A new class of entrepreneurs emerged; that dealt with selling pills gotten from the pill mills to 'junkies' who were unable to afford. Some would sell their prescription for extra money. Pill scamming became a generous business opportunity for some of the people (Quinones, 2016, p.287). They feigned pain and MRI scans to obtain a prescription from doctors and later sell the pills to other 'junkies.' The same MRI scans would be used by other different people to obtain the pills at a price. Addicts who had no means of obtaining the pills made would make deals with dealers who drove them to clinics and paid for the pills in exchange for half the amount. The business became quite rampant in Portsmouth and elsewhere. Many people were able to procure drugs and make money this way (Quinones, 2016, p.287). Getting money to pay for these prescriptions soon became a problem, and an alternative was sought through the Medicaid card, which provided health insurance through Medicaid. Part of the insurance paid for medicine (Quinones, 2016, p.288).

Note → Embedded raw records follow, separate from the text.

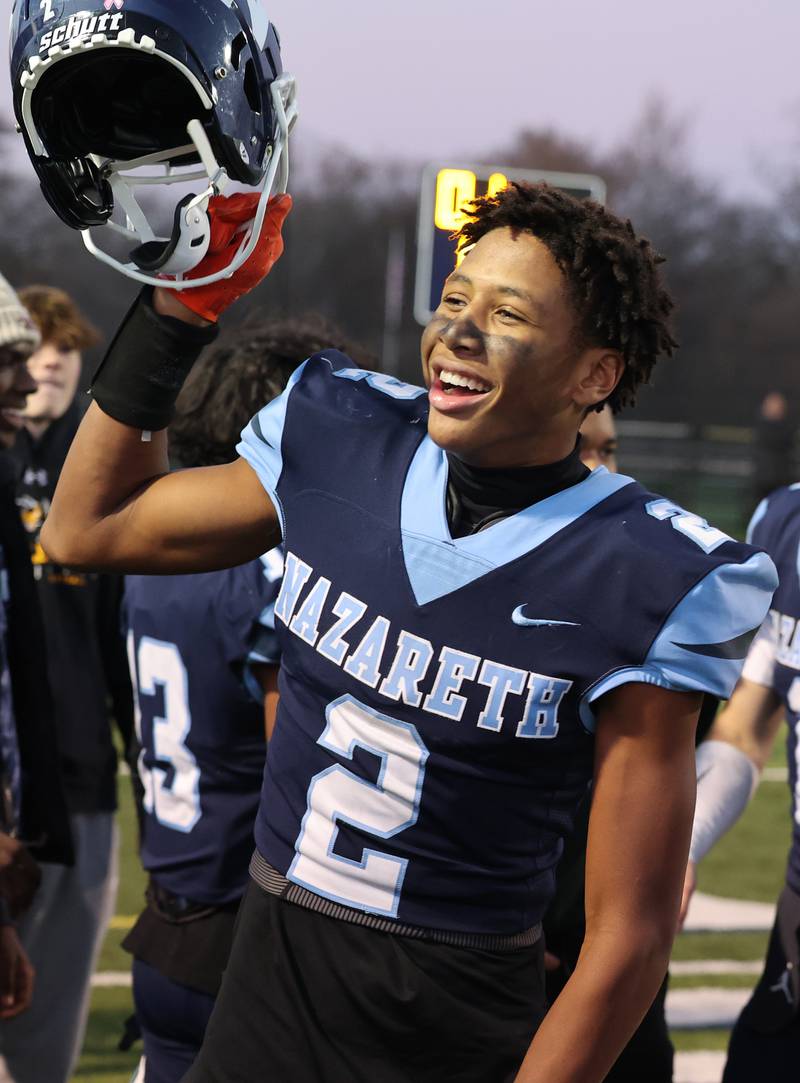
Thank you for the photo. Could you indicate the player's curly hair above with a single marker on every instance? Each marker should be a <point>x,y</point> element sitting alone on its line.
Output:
<point>247,368</point>
<point>612,274</point>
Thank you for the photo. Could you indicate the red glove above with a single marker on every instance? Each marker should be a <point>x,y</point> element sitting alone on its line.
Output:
<point>227,214</point>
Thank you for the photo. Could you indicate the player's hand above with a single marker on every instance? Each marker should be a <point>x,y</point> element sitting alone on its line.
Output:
<point>228,214</point>
<point>16,975</point>
<point>690,883</point>
<point>20,875</point>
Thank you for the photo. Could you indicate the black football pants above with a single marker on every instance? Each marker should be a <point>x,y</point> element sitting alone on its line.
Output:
<point>307,999</point>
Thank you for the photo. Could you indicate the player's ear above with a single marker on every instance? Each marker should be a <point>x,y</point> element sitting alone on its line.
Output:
<point>600,369</point>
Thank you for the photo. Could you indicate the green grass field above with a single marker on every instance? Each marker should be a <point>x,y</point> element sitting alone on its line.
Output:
<point>747,864</point>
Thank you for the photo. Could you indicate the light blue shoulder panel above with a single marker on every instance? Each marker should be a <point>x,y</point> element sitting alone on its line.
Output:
<point>703,646</point>
<point>437,564</point>
<point>261,442</point>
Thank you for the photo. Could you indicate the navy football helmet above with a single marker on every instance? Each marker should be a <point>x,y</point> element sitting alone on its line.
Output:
<point>115,95</point>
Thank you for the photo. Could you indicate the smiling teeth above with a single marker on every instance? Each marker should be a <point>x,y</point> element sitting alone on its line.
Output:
<point>462,381</point>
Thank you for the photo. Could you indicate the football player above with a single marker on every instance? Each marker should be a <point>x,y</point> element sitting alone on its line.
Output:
<point>472,625</point>
<point>202,653</point>
<point>765,1041</point>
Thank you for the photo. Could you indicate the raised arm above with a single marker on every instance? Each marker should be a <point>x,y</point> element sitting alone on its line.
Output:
<point>639,836</point>
<point>117,506</point>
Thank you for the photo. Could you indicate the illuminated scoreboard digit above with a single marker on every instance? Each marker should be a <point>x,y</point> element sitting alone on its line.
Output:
<point>445,191</point>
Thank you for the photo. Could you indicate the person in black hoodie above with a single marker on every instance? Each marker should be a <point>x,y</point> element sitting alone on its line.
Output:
<point>88,678</point>
<point>33,812</point>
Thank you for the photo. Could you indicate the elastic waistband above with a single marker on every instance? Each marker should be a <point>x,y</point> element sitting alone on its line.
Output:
<point>274,883</point>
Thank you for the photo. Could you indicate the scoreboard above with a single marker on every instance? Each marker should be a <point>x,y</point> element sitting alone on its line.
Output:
<point>444,192</point>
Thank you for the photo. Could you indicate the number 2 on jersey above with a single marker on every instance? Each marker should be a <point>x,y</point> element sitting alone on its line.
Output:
<point>382,809</point>
<point>158,666</point>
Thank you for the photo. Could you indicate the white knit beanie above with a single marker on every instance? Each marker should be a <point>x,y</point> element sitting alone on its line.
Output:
<point>16,327</point>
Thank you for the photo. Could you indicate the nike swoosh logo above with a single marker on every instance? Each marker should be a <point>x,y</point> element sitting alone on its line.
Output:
<point>526,622</point>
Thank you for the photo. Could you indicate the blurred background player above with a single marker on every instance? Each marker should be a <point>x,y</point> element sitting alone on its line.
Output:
<point>204,655</point>
<point>765,1041</point>
<point>31,801</point>
<point>774,439</point>
<point>650,1053</point>
<point>88,677</point>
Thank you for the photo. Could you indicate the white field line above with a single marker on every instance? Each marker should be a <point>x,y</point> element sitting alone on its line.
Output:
<point>694,966</point>
<point>112,979</point>
<point>698,1067</point>
<point>705,1007</point>
<point>775,774</point>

The people able to receive the health insurance were people under State Welfare or on the federal disability program known as Supplemental Security Program. The card cost three dollars, and in exchange, one could obtain pills worth thousands of dollars. The Medicaid card allowed huge quantities of prescription medication to hit the streets resulting in the growth of illegal businesses trading drugs; more people got addicted and died from the use of prescription pills (Quinones, 2016, p.289).

The use of opioids caused a surge in crime levels in the town of Portsmouth. Addicts could do anything to get their daily dosage of pills from stealing chainsaws to stealing stake. Walmart was mainly stolen as it provided a one-stop-shop for shoplifters. Con artists emerged who could shoplift with necessarily lifting a finger. When physicians began requesting for a urine test, a urine business also began where children's urine was sold to addicts who used it to fake their results to obtain a prescription. Opioids created a criminal 'junkie' kingdom in Portsmouth that was crumbling socially and economically. Very many children died due to the overuse of opioids in prescription drugs.

The Current State

Today, new addicts are created every day. Despite the government shutting down on the distribution of pill mills, new ones emerged with a different name "pain management centers." Cartels continue supplying cheap black tar heroin that is slowly killing more and more people. The system is very hard to eradicate; dealers are captured today, and tomorrow they are already replaced. Families continue to experience the hardships that pertain to dealing with an addict. Finances are maxed out, trying to remove a dope addiction that simply began with a knee injury. Doctors issue them with these pills, and within a short time, they are addicted. To deal with the rising addiction all over America, the community at large needs to work together. One cannot do it alone. If the whole community; parents, the church, non-profits, the local authorities and the community at large work together to stop opiate abuse; they would be able to deal with the rising addictions and the cartels that are slowly killing the youth

Closing of the pill mill and the pain clinics was a necessary step towards the re-growth of Portsmouth. Today Portsmouth has been able to rebuild itself as a town that was brought down to rock bottom by drug abuse. The town is a veteran in its regard. Different businesses have been able to open up in the town, providing jobs to its population after 30 years of no economic progress. The town serves as an example to others on the effects of prescription painkillers. 10% of Portsmouth's addicted population has been able to withdraw from the abuse of prescription painkillers successfully. Portsmouth is slowly walking back to Dreamland.


Quinones, S. (2016). Dreamland: The true tale of America's opiate epidemic. Bloomsbury Press.